Early in 1954, The New York Times published a photograph of McCloy and Averell Harriman talking to Secretary of State John Foster Dulles. The occasion at New York’s posh Hotel Pierre was as much in honor of McCloy’s becoming the new chairman of the Council on Foreign Relations as it was for the dour Dulles. McCloy presided over the Council dinner and introduced Foster Dulles as the evening’s guest of honor and main speaker. More than three hundred of the Council’s members attended this major event on the city’s social calendar. Dozens of McCloy’s oldest friends showed up, including Averell Harriman, Allen Dulles, Ben Buttenwieser, Eric Warburg, Francis Plimpton, George Roberts, David E. Lilienthal, and Cass Canfield, a book publisher and now one of McCloy’s frequent tennis partners. There were also many former colleagues from HICOG days, such as Shep Stone, Robert Bowie, Ben Shute, and Eli W. Debevoise, the last two of whom had returned to their respective law firms. In addition, such old New York acquaintances as Henry Luce, Paul Nitze, Arthur Dean, Roswell L. Gilpatric, Emilio G. Collado, Clarence Dillon, Lloyd K. Garrison, Herbert Bayard Swope, George Ball, Samuel K. C. Kopper, Juan T. Trippe, Thomas J. Watson, Walter J. Levy, Howard C. Petersen, Thomas S. Lamont, and John W. Davis came to celebrate McCloy’s ascendancy to the chairmanship.97 Such a turnout from among the leaders of the New York business and legal communities suggested that under McCloy’s chairmanship the CFR would be stepping outside its clubbish private quarters at Pratt House and assuming a higher profile than ever before.
Early in Eisenhower’s first term, many Council members had regarded Foster Dulles with skepticism. In Council seminars he was thought to be rigid in his thinking and not a little sanctimonious.
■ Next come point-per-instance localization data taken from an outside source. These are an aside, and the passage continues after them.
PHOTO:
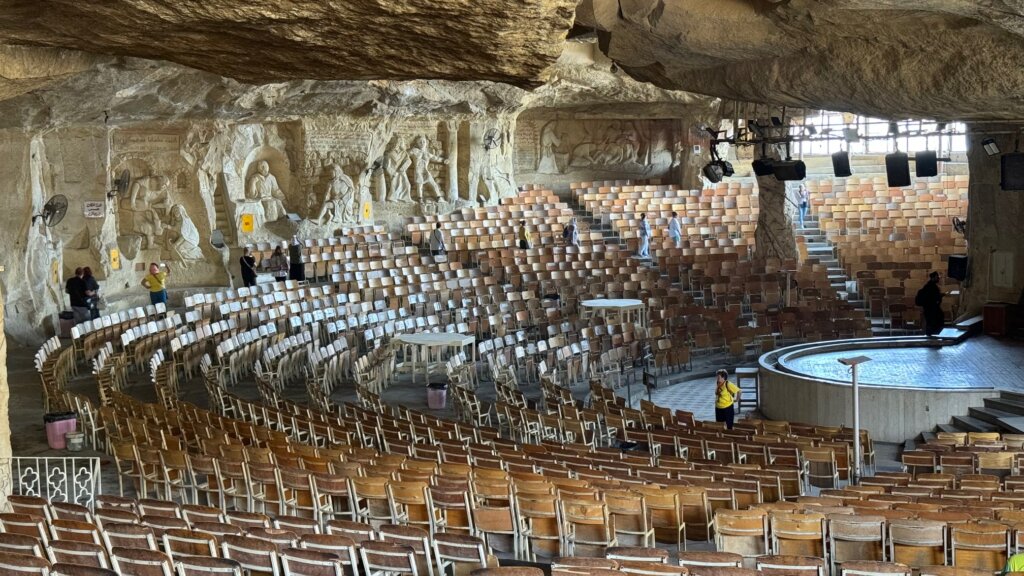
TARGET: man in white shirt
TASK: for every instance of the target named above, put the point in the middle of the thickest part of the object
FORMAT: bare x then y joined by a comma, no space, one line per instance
676,231
644,234
437,246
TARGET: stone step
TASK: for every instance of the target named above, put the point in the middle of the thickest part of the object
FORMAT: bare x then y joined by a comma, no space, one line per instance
968,423
990,415
1013,424
1005,405
1012,396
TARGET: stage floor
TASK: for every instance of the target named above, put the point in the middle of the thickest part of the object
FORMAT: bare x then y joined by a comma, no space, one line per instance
977,363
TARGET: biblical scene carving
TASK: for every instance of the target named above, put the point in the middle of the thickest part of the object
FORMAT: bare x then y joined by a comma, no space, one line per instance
567,147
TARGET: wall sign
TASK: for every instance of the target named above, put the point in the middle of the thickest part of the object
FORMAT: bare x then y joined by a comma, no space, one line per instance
93,209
McCloy and many other Council members thought his policies simplistic, partly because he was tying U.S. prestige to a string of artificial regional-security pacts stretching around the globe, and partly because he had endorsed a defense strategy based on massive nuclear retaliation for any Soviet act of aggression. Both propositions seemed inflexible and dangerous. Worse, McCloy thought Dulles’s stance actually put the United States on the defensive in the propaganda war with the Soviets. He felt the administration was losing its bearings.